Hi everyone, today, our post will focus on understanding purpose-related questions in visual texts.
Visual Texts: An Introduction
In the world today, visual texts are used to convey messages and communicate ideas in a variety of ways. These texts include print media such as posters and flyers as well as non-print ones like websites and online advertisements.
Why is it important for us to get used to viewing and understanding visual texts? One obvious reason is the fact that we are surrounded by visual texts in vast quantities and as a result, it is crucial that we learn to process and think critically about the messages that they present to us, similar to how we process and interpret written texts.
Mastering visual comprehension skills will also help us score for Paper 2, whether in the PSLE or the ‘O’ Levels, since this particular set of questions tests our ability to view and understand the visual text presented. Even though there is a wide range of visual texts, the question and answer techniques are similar and can be applied across the different texts.
For a start, today we will be sharing with you the purpose of the different types of visual texts and how to answer purpose-related questions.
Purpose in Visual Texts
Similar to a written text, a visual text is also created for a purpose. Some of the more common purposes include to inform, to entertain and to persuade. Let’s now take a look at the different visual texts and the specific purposes behind their creation:
1. To inform
Some visual texts are created with the aim of disseminating information. One such text is the newsletter as its purpose is to provide factual and accurate information that is undisputable on a regular basis. Think about the school newsletter you receive and how it contains information of the people and events related to your school. Sometimes, a newsletter serves to educate the public on vital information that comes from the government, for instance the REACH Bytes E-newsletter (link: https://www.reach.gov.sg/).
Other texts that can be used to increase awareness of specific issues include posters, notices, flyers, brochures and webpages. An example would be a flyer about how smoking is illegal at public areas like bus stops and taxi stands. This serves as an informative flyer to educate and remind the public about acts that break the law and the consequences that may be served to those who break it.
2. To persuade
These visual texts want readers to take action, for instance, to get them to watch a movie, take part in an activity or attend an event. Such texts include reviews, testimonials, brochures and posters. An example would be a brochure about a newly built university to showcase its campus and the courses it offers to potential undergraduates who are seeking to enrich themselves with more knowledge and obtain a degree.
3. To advertise
Some visual texts promote a service, product or even an organisation. These usually include but are not limited to flyers, posters, advertisements as well as brochures. Such texts usually include colourful images and persuasive language aimed at attracting the readers to buy the product or service being advertised.
4. To instruct
Visual texts like recipe books and instruction manuals fall in this category. They contain important steps with accompanying pictures to teach readers how to do something, like how to bake a cake or repair a car. The textbooks that you have for the different subjects in school are excellent examples of such a text.
How to Answer Purpose-Related Questions
A type of question that is often asked for visual text comprehension is related to purpose, for example:
• What is the objective of this poster?
• What does this brochure aim to achieve?
Let’s use the following example to learn the steps! Take a look at this poster:
Image from: Gov.SG
Step 1: Study the visual text carefully. This includes text as well as images.
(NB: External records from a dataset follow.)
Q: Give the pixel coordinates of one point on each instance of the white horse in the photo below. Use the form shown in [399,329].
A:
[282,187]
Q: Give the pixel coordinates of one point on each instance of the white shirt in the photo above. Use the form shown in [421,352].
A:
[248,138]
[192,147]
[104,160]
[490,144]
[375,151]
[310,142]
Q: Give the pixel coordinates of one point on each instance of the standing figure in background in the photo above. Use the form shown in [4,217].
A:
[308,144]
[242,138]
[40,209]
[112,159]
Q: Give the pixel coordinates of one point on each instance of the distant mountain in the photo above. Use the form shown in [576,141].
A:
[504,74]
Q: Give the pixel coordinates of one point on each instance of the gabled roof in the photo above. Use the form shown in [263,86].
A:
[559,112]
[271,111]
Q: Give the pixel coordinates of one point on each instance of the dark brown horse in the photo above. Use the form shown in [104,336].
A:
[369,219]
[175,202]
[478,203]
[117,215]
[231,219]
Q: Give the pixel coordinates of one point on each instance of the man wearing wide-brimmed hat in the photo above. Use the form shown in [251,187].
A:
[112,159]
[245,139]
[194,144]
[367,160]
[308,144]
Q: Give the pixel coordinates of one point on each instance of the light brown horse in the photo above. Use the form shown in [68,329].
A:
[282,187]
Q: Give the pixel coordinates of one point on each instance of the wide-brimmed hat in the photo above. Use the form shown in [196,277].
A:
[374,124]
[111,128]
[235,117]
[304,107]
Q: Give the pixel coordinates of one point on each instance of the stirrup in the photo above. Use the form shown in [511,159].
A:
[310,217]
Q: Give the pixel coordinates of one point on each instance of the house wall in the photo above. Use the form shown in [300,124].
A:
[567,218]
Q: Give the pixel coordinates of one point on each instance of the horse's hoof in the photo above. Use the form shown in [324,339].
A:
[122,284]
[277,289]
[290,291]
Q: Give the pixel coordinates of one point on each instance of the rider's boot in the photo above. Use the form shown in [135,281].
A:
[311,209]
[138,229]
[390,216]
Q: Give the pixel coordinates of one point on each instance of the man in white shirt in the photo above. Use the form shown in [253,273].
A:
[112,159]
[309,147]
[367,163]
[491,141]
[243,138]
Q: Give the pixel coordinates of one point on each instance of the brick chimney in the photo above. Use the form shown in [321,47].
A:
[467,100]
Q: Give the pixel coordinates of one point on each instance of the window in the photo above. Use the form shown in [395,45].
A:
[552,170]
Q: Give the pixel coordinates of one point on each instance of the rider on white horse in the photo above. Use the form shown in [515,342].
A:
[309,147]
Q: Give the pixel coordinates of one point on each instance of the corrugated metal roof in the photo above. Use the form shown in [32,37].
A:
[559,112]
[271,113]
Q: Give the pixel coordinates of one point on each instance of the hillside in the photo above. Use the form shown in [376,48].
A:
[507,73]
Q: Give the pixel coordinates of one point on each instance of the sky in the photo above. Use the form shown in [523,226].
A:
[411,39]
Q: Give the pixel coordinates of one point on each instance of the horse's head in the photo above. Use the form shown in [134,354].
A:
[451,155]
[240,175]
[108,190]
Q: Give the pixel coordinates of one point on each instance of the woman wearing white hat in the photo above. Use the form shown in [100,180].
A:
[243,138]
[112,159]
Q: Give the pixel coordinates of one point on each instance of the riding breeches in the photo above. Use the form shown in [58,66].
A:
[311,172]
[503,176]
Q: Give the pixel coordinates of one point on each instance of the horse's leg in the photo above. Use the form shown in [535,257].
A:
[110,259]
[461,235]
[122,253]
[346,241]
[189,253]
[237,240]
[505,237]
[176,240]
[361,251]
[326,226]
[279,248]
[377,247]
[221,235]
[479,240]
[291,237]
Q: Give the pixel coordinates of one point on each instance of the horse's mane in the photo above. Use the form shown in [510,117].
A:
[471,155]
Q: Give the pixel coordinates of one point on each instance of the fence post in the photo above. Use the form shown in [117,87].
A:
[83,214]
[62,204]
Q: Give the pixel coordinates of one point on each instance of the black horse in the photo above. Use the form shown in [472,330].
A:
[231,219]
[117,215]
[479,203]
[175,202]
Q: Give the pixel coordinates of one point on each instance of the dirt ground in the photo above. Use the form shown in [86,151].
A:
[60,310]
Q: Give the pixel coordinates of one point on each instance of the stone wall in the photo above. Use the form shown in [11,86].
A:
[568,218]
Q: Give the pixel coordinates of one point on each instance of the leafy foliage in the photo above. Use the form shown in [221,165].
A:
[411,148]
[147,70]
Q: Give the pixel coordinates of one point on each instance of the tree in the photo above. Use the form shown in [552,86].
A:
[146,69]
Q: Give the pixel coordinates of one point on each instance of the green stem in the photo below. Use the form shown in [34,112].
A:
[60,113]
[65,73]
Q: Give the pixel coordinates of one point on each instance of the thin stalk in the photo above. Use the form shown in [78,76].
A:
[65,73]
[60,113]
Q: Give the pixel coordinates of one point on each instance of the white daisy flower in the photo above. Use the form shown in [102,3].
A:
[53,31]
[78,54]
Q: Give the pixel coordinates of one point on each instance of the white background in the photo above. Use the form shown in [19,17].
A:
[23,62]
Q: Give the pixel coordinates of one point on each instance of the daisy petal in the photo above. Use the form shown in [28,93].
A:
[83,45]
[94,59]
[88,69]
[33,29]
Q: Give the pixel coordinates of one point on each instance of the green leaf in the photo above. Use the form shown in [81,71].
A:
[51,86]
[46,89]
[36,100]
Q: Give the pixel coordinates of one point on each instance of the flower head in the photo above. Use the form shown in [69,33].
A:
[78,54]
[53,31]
The title of the poster clues us in that these are the 7 habits that people who are highly hygienic would practice. Each numbered information and accompanying image further supports this by giving details on what each of these 7 habits are. Besides that, there is also an image of a QR code that the reader can scan to find out the latest information about COVID-19. This tells me that this poster is created in relation to the current pandemic that we are in.
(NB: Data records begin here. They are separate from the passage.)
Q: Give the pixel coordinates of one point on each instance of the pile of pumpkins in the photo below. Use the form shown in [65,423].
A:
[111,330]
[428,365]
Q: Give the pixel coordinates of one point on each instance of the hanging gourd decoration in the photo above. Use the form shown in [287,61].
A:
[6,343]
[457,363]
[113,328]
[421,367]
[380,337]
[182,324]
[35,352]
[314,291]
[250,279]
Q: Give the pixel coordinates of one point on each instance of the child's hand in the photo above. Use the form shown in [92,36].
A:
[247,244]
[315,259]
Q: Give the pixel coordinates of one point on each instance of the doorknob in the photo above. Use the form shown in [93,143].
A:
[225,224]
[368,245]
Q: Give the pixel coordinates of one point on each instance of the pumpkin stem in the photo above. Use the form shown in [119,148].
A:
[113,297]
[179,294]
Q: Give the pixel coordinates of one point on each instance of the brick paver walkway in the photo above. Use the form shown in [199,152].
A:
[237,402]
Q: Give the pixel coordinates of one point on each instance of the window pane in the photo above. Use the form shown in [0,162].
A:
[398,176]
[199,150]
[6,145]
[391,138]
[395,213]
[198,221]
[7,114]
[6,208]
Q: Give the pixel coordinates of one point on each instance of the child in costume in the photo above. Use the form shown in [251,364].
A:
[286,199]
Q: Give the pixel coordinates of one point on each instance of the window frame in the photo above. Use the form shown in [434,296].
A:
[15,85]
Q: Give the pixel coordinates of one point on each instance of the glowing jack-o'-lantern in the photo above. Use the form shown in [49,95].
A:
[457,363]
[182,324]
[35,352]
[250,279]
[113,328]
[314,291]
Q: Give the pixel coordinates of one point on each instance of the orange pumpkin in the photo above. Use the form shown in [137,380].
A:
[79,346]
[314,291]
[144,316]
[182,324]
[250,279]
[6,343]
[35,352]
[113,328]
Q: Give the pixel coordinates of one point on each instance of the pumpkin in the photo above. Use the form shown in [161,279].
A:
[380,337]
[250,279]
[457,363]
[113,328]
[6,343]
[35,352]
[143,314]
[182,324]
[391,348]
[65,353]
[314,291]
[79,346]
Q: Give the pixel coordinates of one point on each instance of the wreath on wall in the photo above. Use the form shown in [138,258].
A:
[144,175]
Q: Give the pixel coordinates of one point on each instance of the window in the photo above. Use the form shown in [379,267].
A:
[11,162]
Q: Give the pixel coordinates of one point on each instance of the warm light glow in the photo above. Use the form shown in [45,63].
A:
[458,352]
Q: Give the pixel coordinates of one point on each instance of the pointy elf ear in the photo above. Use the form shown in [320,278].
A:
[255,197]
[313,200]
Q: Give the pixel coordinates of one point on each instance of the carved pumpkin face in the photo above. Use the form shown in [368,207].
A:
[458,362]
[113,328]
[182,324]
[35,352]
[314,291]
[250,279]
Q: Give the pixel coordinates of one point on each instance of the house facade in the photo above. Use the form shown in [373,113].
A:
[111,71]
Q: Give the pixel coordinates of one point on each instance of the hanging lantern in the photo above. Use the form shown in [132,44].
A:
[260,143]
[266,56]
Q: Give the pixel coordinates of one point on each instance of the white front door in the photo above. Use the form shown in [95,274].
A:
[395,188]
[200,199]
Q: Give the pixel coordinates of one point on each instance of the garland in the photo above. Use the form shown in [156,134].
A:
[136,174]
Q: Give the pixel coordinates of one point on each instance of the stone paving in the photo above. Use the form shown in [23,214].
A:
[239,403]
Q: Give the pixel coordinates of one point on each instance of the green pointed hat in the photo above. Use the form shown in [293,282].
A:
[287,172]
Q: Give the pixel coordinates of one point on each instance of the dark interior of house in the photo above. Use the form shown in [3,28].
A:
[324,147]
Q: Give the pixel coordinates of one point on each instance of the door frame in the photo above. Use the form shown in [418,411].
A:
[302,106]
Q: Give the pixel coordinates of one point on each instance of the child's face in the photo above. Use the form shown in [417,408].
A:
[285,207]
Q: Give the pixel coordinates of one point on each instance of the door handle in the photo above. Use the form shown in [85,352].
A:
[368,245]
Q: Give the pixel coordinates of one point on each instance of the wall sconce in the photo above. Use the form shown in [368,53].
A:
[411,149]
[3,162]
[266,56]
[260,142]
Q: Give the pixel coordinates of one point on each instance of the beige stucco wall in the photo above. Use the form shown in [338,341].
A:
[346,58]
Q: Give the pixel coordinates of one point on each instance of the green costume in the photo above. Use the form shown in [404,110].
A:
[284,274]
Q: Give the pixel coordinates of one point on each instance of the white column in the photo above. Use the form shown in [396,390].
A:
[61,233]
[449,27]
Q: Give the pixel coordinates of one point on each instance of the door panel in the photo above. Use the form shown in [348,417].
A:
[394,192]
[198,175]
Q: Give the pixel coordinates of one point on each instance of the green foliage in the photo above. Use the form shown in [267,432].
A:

Step 2: Locate the creator or author of the text. This usually tells us a lot about why the text is created.
In this instance, the logo gov.sg found in the right bottom corner tells us that the poster is created by the Singapore government. Now ask yourself, why would the government create a poster about the 7 habits of highly hygienic people during a pandemic?
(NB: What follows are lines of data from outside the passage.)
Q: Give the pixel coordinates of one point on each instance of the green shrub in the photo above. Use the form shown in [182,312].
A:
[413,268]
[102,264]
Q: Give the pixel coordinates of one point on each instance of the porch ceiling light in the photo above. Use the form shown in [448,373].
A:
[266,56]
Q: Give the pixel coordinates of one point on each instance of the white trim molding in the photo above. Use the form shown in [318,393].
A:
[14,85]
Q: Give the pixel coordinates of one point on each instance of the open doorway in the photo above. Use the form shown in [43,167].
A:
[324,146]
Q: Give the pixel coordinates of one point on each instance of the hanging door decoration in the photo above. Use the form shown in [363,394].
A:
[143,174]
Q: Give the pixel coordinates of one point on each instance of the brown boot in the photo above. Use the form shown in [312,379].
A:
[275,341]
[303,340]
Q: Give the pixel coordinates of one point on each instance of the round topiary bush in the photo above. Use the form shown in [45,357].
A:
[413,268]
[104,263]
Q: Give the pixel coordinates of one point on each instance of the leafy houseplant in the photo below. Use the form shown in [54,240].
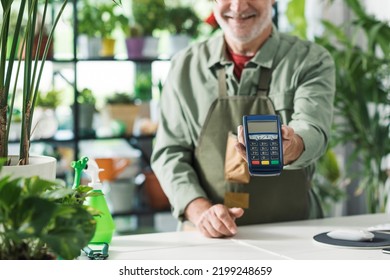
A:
[149,14]
[10,65]
[122,107]
[362,97]
[41,219]
[86,105]
[183,20]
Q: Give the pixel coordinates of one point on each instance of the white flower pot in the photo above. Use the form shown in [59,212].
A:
[42,166]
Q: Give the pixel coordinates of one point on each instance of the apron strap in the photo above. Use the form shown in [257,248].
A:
[264,81]
[262,89]
[222,89]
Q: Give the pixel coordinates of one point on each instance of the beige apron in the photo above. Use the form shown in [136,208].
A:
[271,199]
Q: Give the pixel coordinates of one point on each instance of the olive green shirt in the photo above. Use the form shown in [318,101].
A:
[302,91]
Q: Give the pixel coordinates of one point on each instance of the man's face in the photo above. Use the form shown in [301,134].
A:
[243,20]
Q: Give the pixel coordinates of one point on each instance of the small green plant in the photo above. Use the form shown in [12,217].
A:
[97,19]
[86,96]
[42,219]
[183,20]
[143,86]
[150,14]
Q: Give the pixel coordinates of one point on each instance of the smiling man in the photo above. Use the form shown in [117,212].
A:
[249,69]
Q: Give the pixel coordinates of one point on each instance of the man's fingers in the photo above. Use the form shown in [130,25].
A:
[217,221]
[236,212]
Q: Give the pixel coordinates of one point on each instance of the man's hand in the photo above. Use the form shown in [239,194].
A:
[213,220]
[293,145]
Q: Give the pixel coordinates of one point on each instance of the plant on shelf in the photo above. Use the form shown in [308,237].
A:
[183,25]
[10,66]
[43,220]
[86,101]
[149,14]
[143,86]
[120,98]
[50,99]
[98,21]
[123,107]
[362,97]
[183,20]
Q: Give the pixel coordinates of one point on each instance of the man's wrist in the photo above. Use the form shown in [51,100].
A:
[298,148]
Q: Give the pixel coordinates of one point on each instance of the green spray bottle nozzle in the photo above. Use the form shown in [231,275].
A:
[79,166]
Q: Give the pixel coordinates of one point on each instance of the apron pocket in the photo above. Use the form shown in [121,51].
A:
[236,168]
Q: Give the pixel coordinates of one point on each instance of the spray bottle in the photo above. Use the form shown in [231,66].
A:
[105,225]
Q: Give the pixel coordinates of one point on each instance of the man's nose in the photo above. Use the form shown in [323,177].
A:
[238,5]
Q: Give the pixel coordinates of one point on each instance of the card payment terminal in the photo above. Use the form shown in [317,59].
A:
[263,141]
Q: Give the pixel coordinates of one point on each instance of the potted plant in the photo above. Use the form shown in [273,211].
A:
[43,220]
[89,40]
[362,98]
[86,105]
[150,15]
[134,41]
[45,122]
[98,21]
[122,107]
[183,25]
[10,67]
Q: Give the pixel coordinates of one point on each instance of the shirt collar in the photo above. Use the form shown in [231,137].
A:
[263,57]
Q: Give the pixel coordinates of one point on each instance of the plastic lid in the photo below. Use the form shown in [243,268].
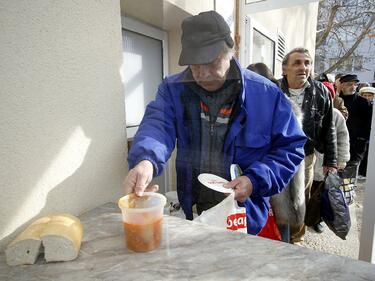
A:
[214,182]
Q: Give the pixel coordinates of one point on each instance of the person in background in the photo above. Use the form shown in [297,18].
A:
[359,120]
[337,83]
[337,101]
[367,93]
[288,206]
[263,70]
[217,114]
[361,85]
[316,104]
[343,156]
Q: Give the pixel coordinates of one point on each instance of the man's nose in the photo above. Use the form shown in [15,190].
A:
[203,71]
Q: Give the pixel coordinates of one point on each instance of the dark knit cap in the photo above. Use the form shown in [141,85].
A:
[203,38]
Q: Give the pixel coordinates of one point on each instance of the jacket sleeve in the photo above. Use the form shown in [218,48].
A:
[328,136]
[273,172]
[156,135]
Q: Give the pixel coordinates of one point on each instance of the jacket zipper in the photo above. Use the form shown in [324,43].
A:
[212,131]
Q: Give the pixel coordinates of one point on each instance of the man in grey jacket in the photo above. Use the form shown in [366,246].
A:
[316,104]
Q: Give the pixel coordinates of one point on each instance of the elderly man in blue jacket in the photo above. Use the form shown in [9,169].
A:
[217,114]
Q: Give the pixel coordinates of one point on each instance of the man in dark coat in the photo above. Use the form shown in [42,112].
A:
[359,120]
[317,108]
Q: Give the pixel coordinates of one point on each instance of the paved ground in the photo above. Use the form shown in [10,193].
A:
[328,242]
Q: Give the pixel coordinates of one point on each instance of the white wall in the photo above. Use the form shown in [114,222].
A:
[62,144]
[297,23]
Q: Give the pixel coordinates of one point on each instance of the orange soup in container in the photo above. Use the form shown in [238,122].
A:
[142,220]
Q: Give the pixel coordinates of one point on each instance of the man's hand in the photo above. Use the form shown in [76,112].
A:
[139,178]
[329,169]
[242,187]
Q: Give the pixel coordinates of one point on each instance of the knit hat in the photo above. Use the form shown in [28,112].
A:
[203,38]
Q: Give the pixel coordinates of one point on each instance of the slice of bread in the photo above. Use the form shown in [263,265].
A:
[60,235]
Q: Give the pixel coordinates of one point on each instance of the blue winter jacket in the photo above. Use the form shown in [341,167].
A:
[264,138]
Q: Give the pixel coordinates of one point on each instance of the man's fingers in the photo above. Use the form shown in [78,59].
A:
[232,184]
[152,188]
[142,181]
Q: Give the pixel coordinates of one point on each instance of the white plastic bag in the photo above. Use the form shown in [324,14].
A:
[227,214]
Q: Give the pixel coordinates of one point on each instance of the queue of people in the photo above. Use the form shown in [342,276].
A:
[216,113]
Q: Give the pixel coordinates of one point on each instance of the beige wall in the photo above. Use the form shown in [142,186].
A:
[297,23]
[62,142]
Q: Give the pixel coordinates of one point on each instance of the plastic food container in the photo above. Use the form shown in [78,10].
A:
[143,220]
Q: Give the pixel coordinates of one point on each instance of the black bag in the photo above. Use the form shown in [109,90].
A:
[348,185]
[314,206]
[335,211]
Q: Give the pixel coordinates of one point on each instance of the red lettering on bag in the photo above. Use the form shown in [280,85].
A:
[236,221]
Step 3: Connect the content to the purpose and use a purpose-related word to answer the question e.g. to warn, to inform etc.
Since the poster shows the 7 habits practised by people who are highly hygienic and it is created by the government during a pandemic, I can safely infer that its purpose is to encourage Singaporeans to practise these 7 habits so as to keep themselves clean and safe during the COVID-19 pandemic.
We hope that today’s post has helped those of you who are struggling with understanding purpose in visual texts. As a general tip, do expose yourself to different types of visual texts and ask yourself what the message and purpose of each visual text is. That would be a great way to start becoming a more critical reader and hone your analytical skills! In time, you will feel more confident to deal with any visual text that comes your way!